What I gathered from the book -and let's be honest: Coelho is pretty known for resonant, life-changed messages- you must close it thinking :
"There is no such thing as sanity, only a law of majority which dictates that wearing a tie is a hint of fashion taste and not a self-strangling useless piece of cloth. Sanity is just one form of accepted insanity that got adopted by many people. There is no such thing as reality, only a percieved version of it, and is generally one that is not in our element. Drop both those illusionary notions and live as an animal free Man, enjoy your life, please your body and don't give two damns about people around you because they're all crazy too, only in a uniformed kind of crazy. But also seek the love of others, and see death as a gateway to life and life as an early stage of death, but never fear them. Embrace your inner fool, leave your job, and live on love and fresh air and wine you can hardly afford".
It would have been such a bombarding, bigger than life message if it wasn't very self-asserting, self-important and finally bombastic.
It is presenting a very dumbed-down vision on life, making it sound as if Veronica and her lover boy won't eventually need to work in a 8 to 5 mind-numbing job to afford their champagne under the stars, and that he won't get fits of schizophrenia when she'll get old and remind him of hell rather than heaven, and that she won't tell him to notice her more than his Visions of Paradise he's spend all day working on. It implies that life is no more than a first-world problem that would be fixed by trying the new and exploring the forbidden.

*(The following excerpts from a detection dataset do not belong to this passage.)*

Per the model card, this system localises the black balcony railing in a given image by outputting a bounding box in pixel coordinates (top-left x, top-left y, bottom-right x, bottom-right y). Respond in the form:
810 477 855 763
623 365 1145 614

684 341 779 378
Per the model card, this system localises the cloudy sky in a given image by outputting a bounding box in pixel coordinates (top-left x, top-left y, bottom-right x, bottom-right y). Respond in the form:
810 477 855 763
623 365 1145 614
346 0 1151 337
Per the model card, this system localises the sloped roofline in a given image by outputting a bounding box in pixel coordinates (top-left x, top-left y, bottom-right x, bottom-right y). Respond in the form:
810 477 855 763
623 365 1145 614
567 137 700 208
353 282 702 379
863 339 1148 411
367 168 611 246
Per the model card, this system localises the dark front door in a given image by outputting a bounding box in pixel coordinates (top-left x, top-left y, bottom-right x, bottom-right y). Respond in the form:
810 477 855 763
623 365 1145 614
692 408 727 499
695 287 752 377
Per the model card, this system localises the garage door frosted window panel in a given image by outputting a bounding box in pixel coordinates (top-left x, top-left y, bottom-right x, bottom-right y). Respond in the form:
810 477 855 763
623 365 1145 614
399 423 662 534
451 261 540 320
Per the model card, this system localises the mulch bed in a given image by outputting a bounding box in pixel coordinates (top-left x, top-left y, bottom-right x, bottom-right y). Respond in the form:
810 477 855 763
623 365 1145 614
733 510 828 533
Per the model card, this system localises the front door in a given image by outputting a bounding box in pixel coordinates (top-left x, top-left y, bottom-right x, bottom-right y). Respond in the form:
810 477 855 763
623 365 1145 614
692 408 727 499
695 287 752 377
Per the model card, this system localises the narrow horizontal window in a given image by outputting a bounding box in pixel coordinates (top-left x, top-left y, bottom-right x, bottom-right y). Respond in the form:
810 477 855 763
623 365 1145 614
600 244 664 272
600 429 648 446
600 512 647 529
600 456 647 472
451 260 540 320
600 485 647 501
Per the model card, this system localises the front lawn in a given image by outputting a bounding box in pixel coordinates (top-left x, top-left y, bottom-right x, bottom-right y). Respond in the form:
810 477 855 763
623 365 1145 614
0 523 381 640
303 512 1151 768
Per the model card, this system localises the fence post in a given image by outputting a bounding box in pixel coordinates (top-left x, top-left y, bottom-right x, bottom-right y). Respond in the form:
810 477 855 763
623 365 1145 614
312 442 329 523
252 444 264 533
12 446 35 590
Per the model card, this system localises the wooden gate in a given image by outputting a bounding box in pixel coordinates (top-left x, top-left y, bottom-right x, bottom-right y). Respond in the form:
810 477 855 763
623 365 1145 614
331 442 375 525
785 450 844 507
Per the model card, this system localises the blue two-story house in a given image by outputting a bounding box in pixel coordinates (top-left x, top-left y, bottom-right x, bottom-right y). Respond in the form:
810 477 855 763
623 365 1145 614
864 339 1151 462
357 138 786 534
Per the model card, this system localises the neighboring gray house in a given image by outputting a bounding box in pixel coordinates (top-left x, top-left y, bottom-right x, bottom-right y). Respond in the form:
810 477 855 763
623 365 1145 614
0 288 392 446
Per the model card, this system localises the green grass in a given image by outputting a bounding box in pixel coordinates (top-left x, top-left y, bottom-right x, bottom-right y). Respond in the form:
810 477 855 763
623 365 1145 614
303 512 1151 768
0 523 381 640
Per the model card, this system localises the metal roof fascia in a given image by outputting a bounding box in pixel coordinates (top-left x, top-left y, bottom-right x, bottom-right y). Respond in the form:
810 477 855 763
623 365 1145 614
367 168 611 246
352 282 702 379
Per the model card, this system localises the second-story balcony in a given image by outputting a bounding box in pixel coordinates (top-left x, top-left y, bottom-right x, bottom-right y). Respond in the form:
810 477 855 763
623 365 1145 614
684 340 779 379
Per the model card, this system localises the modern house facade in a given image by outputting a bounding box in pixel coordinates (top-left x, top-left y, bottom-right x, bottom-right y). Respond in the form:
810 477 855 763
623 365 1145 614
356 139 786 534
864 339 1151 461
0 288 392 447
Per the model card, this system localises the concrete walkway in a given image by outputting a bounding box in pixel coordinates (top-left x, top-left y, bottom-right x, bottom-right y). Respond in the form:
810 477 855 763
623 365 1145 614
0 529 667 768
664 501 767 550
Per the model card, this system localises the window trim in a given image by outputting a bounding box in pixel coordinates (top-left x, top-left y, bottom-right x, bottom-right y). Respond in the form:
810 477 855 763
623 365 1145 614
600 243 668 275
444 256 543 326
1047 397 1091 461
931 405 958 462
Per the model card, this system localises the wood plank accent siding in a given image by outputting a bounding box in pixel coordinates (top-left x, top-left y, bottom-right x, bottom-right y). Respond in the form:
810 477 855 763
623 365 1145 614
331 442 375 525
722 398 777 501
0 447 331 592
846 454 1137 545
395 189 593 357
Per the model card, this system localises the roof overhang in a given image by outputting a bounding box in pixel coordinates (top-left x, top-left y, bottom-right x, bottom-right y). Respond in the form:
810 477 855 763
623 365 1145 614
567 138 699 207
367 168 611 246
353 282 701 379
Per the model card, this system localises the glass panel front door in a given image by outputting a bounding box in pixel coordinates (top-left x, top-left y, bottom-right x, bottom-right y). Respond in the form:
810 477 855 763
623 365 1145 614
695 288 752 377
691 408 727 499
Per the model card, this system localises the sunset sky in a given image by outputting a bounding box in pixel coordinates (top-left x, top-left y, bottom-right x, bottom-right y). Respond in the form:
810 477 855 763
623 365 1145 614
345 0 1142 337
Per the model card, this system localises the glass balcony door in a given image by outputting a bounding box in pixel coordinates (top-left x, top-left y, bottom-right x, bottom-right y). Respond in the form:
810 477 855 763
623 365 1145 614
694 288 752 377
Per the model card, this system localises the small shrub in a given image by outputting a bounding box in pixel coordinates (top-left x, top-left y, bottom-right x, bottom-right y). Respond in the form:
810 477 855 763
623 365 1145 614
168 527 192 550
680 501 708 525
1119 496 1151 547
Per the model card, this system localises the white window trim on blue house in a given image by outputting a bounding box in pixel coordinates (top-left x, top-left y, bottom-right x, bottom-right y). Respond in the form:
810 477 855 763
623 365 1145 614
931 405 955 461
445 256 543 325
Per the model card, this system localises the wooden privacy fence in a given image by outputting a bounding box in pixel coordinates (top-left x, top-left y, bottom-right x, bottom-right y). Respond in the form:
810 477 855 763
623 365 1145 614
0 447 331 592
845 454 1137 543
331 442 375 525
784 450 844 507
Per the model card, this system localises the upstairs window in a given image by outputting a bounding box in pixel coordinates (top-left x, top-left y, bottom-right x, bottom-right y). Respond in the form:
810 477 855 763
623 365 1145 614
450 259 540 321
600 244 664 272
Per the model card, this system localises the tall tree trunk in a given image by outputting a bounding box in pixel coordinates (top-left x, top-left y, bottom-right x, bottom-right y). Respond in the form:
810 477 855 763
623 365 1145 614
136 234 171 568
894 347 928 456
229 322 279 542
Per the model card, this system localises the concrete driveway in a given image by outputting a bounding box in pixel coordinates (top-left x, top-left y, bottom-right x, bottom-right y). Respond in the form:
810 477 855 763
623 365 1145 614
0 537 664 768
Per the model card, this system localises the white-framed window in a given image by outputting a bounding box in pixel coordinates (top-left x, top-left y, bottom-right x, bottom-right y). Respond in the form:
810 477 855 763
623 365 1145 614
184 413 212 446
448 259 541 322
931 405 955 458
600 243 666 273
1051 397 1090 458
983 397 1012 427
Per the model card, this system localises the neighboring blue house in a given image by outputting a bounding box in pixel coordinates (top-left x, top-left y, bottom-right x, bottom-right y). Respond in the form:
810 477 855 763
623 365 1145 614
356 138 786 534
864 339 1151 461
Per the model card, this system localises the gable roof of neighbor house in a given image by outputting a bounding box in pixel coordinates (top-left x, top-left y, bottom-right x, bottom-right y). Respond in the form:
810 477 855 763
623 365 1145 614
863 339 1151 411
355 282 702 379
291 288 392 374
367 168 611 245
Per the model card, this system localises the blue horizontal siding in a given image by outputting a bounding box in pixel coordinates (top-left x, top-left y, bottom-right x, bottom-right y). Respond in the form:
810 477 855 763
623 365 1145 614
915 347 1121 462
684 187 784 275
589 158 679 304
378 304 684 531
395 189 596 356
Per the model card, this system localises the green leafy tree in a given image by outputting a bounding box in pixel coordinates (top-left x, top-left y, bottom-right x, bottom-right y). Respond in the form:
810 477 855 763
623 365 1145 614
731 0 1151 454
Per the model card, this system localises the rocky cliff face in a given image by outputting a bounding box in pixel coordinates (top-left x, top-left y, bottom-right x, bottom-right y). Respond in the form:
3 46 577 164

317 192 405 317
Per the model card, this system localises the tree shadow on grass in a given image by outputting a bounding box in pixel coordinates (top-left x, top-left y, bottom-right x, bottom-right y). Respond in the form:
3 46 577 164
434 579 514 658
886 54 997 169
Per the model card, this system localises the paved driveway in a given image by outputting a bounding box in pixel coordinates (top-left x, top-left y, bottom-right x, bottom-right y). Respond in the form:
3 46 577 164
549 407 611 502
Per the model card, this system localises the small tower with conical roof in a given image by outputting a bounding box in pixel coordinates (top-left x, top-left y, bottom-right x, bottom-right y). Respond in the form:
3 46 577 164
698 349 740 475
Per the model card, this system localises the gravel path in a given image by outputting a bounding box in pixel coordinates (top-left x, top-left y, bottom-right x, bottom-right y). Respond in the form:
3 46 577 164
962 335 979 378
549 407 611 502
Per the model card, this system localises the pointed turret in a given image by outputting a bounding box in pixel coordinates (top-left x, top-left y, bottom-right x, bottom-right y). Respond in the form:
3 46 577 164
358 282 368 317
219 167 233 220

If only the book ended with her actually dying and being remembered by every fool she encountered (let's assume for a second that she's not a shallow character but a one capable of touching souls and not only her body), and then making the point across that there is Life in Death as the doctor metaphorically suggested, that people change perspective and get insight from the passing of a dear one and that one's life doesn't stop when he or she dies, whether he or she believes in an afterlife or not. They remain in the hearts of those whom they inspired by living through the repetitiveness of life and the tricks of the minds and the bad turns of wind, and that only, is worth living for. Or something.

I don't feel like writing about this book anymore.

Favorite passages : 

I wanted to register the most pretentious lines and quote them all here back to back to give my impression of it as I was reading it. Because there were too many, I gave up.

I didn't have any favorite passages. Maybe the one he was talking about himself and his friend who told him about Veronica, that wins the most unwarranted chapter in the book.